Spending time in gdb…
I have spent the last three days debugging an ugly crash in the upcoming Zorp 3.1. First I had some problems with the core files produced with Linux 2.6.12, as the register values proved to be invalid, thus the backtrace was even more unusable than it is usual with heap corruptions.
I could get access to the original register values as Zorp dumps part of its stack when a fatal signal is encountered. Using that information I could locate the stack frame of the signal handler and luckily Linux passes a “struct sigcontext” to each signal handler as parameter which contains register information. But nevertheless it made analyzing the core files difficult.
After a post to the gdb mailing list it turned out to be a kernel problem rather than a gdb problem and with the help of my collegue Krisztián Kovács (of Netfilter ct_sync fame) we could solve the problem by backporting a fix from 2.6.15, so core files are now ok.

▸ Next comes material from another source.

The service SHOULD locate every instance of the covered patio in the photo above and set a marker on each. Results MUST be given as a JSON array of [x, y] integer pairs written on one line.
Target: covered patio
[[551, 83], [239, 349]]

The problem however seems to be difficult, I have already studied the libc malloc implementation, disassembled and annotated the _int_malloc and _int_free functions, I’m now able to read hexdumps of heap areas fluently but I still don’t have a fix for the problem. Lucky us Zorp restarts itself in this situation and the scenario where this problem occurs is not frequently used.
My suspicion is that the SSL error state for threads are the cause of the problem as I have evidence that the freed heap block is overwritten by ERR_clear_state(), which destroys the next and prev pointers in the freed memory block, thus resulting in the crash. The error states are supposedly thread-specific variables, but the way the allocation is done is suspicious.
I hope I can finally find this problem tomorrow.